In 1985, while trying Edwards in connection with several health care investment deals, federal prosecutors brought up evidence of his paying off gambling debts with huge amounts of cash, and his signing debt "markers" for casino chips with aliases including T. Wong.

That trial ended with a hung jury but Edwards was found innocent the following year in a retrial.

On Thursday, Letten showed Edwards a series of 1993 deposit slips that show about $109,000 in cash was deposited into the account of his then-girlfriend, Candy Picou, the woman he married in 1995.

Edwards said the money was to pay for the Gulf Shores, Ala., condominium they were building. She was to be the owner, Edwards said.

"I was building up her account," Edwards said.
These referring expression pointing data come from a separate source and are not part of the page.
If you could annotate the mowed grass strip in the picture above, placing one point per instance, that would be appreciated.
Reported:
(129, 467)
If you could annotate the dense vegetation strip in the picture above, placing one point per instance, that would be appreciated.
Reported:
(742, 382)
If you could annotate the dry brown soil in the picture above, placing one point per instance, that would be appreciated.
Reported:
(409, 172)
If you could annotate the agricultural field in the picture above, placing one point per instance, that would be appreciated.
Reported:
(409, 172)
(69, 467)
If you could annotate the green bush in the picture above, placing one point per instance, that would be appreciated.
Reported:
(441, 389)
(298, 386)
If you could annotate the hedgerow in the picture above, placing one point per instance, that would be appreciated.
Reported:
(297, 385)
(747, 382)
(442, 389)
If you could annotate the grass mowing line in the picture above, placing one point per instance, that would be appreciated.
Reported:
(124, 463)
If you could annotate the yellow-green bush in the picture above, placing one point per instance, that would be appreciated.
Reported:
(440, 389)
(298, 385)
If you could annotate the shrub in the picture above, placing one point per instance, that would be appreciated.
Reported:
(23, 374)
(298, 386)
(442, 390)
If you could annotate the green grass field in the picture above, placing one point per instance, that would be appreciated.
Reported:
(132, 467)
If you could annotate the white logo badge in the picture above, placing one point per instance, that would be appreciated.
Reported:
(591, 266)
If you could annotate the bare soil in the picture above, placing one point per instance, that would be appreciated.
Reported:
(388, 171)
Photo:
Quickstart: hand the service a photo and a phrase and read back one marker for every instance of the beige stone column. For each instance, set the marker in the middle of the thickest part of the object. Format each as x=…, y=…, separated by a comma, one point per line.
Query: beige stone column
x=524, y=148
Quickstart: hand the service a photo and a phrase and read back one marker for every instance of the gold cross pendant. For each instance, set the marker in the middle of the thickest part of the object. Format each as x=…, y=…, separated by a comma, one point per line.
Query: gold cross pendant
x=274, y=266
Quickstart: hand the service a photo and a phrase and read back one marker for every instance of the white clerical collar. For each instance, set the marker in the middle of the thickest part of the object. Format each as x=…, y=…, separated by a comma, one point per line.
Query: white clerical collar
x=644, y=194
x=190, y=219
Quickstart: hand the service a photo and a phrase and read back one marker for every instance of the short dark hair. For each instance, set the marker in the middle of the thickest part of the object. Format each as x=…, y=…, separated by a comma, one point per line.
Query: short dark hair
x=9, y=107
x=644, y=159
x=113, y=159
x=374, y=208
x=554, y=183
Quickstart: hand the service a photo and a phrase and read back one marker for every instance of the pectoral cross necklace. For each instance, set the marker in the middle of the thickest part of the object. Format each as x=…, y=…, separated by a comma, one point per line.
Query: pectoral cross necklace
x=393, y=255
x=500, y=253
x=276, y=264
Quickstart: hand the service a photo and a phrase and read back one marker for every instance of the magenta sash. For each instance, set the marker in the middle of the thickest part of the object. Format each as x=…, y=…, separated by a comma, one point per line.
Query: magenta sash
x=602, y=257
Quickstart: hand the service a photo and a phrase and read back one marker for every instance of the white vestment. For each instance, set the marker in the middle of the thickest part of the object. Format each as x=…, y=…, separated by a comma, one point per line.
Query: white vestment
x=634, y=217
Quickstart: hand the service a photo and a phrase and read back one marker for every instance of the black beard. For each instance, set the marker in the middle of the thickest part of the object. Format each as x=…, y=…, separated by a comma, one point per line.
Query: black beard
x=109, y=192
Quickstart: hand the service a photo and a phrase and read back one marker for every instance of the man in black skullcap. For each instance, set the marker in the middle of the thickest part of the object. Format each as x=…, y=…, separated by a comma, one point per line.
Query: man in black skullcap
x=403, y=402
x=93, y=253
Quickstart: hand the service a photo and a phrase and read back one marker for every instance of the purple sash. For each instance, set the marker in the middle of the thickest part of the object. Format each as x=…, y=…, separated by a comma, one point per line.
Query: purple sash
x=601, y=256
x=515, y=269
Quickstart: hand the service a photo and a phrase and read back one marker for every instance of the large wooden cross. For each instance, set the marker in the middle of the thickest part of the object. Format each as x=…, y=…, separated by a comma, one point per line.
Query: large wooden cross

Later, defense lawyers and prosecutors agreed to put in the court record that Edwards put $18,000 in Candy's account in 1994, $38,500 in 1995 and another $38,500 in 1996.

Letten also showed two receipts that showed Edwards paid about $14,800 in cash for jewelry for Candy Edwards. Another receipt showed that $1,300 had been spent on pearl earrings.

Letten asked if Edwards remembered making the payment.

"I remember not making it and having a big argument with Candy when I found out about it," Edwards said.

Prosecutors also showed checks that were written to cash from Gil Dozier, a former state Agriculture Commissioner who was convicted in 1980 of extortion and racketeering and sentenced to probation. The cash was deposited into Candy Edwards' account, Edwards said.

Edwards said Dozier paid him by check several times for gambling debts incurred from Thursday night poker games Edwards hosted at the governor's mansion while he was in office. One of the checks was for $23,200, prosecutors said.

A financial expert had testified earlier for the government that Edwards spent nearly two times the amount of money he reported having from 1994 through 1996.

Edwards' attorney, Dan Small, said the expert's figures were inflated and did not take into account all of the cash Edwards may have had at his home from previous years.